April, 1864, had arrived before this formidable opponent of the Union blockading fleet was ready for service. Then, one misty morning, down the river she went, on her mission of death and destruction. The opening of her career was promising. She attacked the Union gunboats and fort at Plymouth, near the mouth of the river, captured one of the boats, sunk another, and aided in forcing the fort to surrender, its garrison being taken prisoners. It had been assailed at the same time by a strong land force, and the next day Plymouth itself was taken by the Confederate troops, with a heavy Union loss in men and material.
So far favoring fortune had attended the Albemarle. Enlivened with success, on a morning in May she steamed out into the deeper waters of Albemarle Bay, confident on playing the same rôle with the wooden vessels there that the Merrimac had played in Hampton Roads. She failed in this laudable enterprise. The Albemarle was not so formidable as the Merrimac. The steamers of war which she was to meet were more formidable than the Congress and the Cumberland. She first encountered the Sassacus, a vessel of powerful armament. More agile than the iron-clad, the Sassacus played round her, exchanging shots, and seeking a vulnerable point. At length, under a full head of steam, she dashed on the monster, striking a blow which drove it bodily half under the water. Recovering from the blow, the two vessels, almost side by side, hurled 100-pound balls upon each other. Most of those of the Sassacus bounded from the mailed sides of her antagonist, like hail from stone walls. But three of them entered a port, and did sad work within. In reply the Albemarle sent one of her great bolts through a boiler of the Sassacus, filling her with steam. So far the iron-clad had the best of the game; but others of the fleet were now near at hand; the balls which had entered her port had done serious injury; she was no longer in fighting trim; she turned and made the best of her way back to Plymouth, firing as she fled.
This ended her career for that summer.

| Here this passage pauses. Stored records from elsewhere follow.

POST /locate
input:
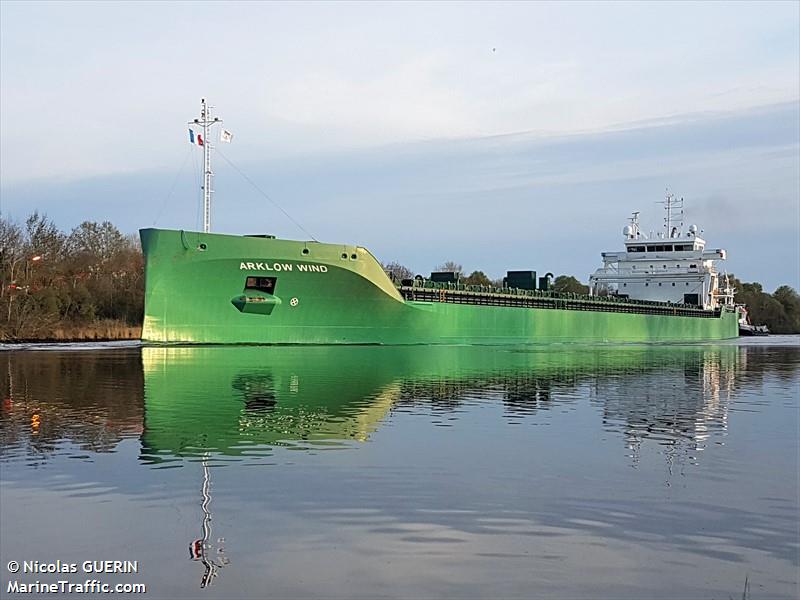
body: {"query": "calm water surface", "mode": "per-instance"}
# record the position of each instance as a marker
(363, 472)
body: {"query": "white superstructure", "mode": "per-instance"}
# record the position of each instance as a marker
(670, 266)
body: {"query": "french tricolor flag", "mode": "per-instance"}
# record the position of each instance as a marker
(195, 138)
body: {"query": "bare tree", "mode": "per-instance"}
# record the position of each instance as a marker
(398, 272)
(451, 267)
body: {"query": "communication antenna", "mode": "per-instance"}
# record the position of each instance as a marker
(673, 221)
(205, 121)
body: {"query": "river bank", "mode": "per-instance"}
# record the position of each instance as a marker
(101, 331)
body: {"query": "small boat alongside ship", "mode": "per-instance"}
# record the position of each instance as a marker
(203, 287)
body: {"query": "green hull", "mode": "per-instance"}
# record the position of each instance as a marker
(339, 294)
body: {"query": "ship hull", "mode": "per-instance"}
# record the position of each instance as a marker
(196, 292)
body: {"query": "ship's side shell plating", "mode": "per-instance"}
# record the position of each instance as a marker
(214, 288)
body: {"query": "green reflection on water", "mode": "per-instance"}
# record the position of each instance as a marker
(230, 401)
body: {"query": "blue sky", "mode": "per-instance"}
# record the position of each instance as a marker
(503, 135)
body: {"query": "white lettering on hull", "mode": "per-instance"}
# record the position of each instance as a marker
(276, 266)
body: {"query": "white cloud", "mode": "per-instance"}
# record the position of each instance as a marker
(89, 89)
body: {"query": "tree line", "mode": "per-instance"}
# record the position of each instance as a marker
(73, 283)
(92, 278)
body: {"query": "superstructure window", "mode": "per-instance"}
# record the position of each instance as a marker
(262, 284)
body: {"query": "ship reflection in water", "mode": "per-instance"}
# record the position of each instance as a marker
(495, 471)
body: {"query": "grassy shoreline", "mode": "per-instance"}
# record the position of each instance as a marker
(103, 331)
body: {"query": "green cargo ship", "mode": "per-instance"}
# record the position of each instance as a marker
(203, 287)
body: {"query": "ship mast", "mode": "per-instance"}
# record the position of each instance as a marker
(671, 203)
(206, 121)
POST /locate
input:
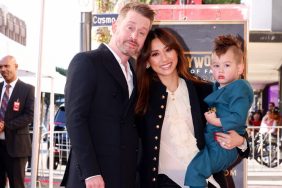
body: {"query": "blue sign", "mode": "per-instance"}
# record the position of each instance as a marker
(103, 19)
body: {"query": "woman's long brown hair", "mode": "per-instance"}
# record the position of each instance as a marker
(146, 75)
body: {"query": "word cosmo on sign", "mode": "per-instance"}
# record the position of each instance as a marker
(103, 19)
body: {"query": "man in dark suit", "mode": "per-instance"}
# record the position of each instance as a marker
(16, 113)
(100, 95)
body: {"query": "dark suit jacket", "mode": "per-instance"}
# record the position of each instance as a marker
(100, 121)
(150, 126)
(17, 122)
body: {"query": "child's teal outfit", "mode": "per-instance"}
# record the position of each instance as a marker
(232, 104)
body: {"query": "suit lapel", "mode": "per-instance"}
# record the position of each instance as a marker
(113, 67)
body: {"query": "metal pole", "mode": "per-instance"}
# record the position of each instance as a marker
(36, 119)
(85, 31)
(51, 148)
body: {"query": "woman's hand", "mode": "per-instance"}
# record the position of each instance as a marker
(230, 140)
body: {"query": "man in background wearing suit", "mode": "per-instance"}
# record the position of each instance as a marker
(100, 95)
(16, 113)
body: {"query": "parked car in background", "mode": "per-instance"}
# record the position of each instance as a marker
(61, 139)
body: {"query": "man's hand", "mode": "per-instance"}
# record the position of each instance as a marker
(2, 126)
(95, 182)
(230, 140)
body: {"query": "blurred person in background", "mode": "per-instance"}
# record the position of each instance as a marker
(16, 113)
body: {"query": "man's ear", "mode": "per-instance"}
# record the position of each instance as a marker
(241, 67)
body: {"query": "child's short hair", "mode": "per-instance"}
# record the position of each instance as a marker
(223, 43)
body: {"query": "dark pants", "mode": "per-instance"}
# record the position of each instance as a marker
(166, 182)
(11, 167)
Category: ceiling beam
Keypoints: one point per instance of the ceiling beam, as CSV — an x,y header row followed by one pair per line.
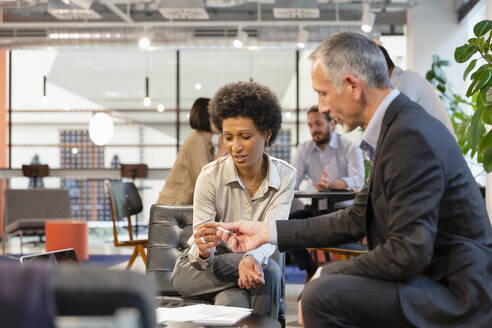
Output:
x,y
117,11
109,25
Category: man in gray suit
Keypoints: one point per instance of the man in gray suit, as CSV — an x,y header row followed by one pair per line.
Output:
x,y
430,241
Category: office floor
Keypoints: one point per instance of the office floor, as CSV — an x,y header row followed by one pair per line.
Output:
x,y
104,246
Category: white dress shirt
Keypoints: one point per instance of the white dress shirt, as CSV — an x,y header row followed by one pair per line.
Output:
x,y
221,196
422,92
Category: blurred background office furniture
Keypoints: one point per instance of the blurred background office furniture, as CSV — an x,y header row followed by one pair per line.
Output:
x,y
62,234
170,227
27,210
125,201
134,171
92,291
35,172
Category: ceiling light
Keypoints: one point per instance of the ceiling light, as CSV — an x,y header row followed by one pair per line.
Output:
x,y
301,38
241,39
368,18
44,97
183,9
144,42
147,101
295,9
237,43
101,129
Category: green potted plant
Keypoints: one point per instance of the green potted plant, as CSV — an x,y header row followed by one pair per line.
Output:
x,y
479,139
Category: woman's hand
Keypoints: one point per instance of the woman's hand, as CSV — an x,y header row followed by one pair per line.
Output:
x,y
250,273
206,239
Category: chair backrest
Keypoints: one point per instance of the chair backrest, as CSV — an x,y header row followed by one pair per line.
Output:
x,y
125,199
170,227
36,204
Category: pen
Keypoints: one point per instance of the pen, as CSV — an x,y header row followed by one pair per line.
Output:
x,y
224,230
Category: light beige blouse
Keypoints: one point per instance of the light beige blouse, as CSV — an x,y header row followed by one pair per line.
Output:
x,y
221,196
195,152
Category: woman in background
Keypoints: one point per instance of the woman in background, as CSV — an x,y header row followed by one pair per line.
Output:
x,y
196,151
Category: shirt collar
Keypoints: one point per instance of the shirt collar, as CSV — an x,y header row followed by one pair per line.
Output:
x,y
371,134
231,175
395,73
332,144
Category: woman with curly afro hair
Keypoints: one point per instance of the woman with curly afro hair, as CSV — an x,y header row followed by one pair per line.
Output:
x,y
246,184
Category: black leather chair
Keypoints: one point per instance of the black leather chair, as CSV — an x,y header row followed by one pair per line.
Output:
x,y
27,210
32,295
170,227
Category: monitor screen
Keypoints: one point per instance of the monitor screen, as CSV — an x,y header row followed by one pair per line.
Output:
x,y
62,255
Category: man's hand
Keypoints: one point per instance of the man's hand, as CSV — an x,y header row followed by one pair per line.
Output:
x,y
299,305
250,273
206,239
323,183
246,235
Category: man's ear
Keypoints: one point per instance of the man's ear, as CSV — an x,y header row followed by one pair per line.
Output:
x,y
353,85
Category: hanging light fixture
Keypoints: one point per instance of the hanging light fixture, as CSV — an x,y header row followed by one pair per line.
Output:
x,y
368,18
147,101
101,129
241,38
44,98
301,38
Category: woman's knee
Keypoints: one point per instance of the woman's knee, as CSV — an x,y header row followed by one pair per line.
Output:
x,y
272,271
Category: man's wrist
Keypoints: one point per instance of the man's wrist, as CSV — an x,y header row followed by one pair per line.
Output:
x,y
266,232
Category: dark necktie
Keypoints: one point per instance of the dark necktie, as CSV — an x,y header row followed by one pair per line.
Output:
x,y
368,149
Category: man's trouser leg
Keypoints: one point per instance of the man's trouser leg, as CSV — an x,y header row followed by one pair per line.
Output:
x,y
351,301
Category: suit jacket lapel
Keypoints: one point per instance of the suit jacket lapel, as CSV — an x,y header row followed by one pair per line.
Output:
x,y
391,113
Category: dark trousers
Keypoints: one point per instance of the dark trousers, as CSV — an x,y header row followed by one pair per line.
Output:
x,y
301,256
351,301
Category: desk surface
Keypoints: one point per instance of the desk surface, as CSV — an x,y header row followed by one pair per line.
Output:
x,y
251,321
323,194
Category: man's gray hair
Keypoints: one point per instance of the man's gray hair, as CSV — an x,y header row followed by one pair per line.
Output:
x,y
352,53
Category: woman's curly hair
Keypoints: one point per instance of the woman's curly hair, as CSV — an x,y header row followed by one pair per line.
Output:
x,y
247,99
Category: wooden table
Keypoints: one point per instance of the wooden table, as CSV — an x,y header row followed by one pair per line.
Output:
x,y
332,197
251,321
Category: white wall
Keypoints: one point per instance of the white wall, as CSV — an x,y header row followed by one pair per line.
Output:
x,y
433,29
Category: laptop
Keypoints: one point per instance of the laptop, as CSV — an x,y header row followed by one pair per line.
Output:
x,y
62,255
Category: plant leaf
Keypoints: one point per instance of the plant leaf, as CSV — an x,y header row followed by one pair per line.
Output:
x,y
487,160
444,63
463,53
469,68
429,76
476,127
486,141
487,44
469,92
482,27
483,79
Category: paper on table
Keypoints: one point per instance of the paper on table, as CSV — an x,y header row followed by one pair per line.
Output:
x,y
202,314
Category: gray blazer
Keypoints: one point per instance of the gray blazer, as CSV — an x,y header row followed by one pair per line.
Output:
x,y
425,222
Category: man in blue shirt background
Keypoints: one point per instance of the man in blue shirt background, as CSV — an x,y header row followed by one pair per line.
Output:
x,y
330,161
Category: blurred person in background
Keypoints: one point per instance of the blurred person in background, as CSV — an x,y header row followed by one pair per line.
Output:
x,y
196,151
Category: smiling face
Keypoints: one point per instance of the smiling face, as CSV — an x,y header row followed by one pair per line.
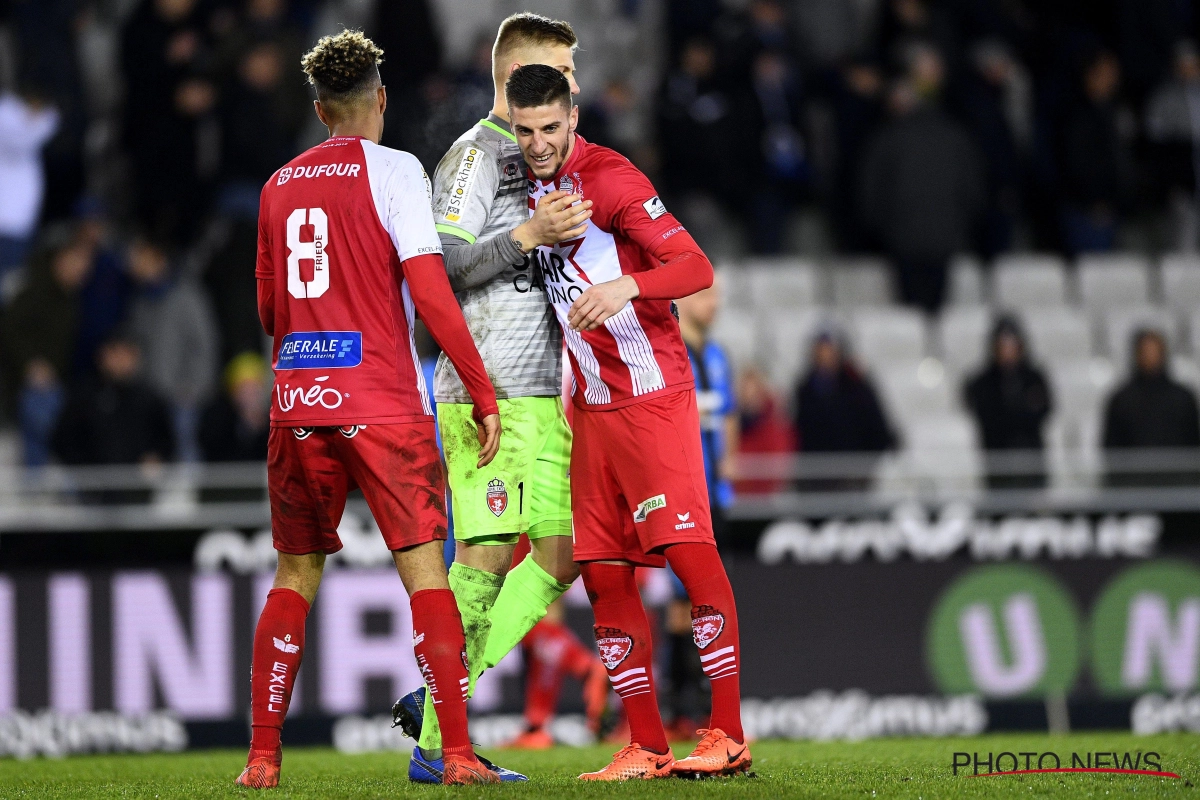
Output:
x,y
546,136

But repairs were made, and she was put in fighting trim again; another gunboat was building as a consort; unless something were quickly done she would soon be in Albemarle Sound again, with possibly a different tale to tell from that of her first assault.
At this critical juncture Lieutenant William B. Cushing, a very young but a very bold officer, proposed a daring plan; no less a one than to attack the Albemarle at her wharf, explode a torpedo under her hull, and send her, if possible, to the bottom of the Roanoke. He proposed to use a swift steam-launch, run up the stream at night, and assail the iron-clad where she lay in fancied security. From the bow of the launch protruded a long spar, loaded at its end with a 100-pound dynamite cartridge. The spar could be lowered by pulling one rope, the cartridge detached by pulling another, and the dynamite exploded by pulling a third.
The proposed exploit was a highly perilous one. The Albemarle lay eight miles up the river. Plymouth was garrisoned by several thousand soldiers, and the banks of the stream were patrolled by sentinels all the way down to the bay. It was more than likely that none of the adventurers would live to return. Yet Cushing and the crew of seven daring men whom he selected were willing to take the risk, and the naval commanders, to whom success in such an enterprise promised the most valuable results, agreed to let them go.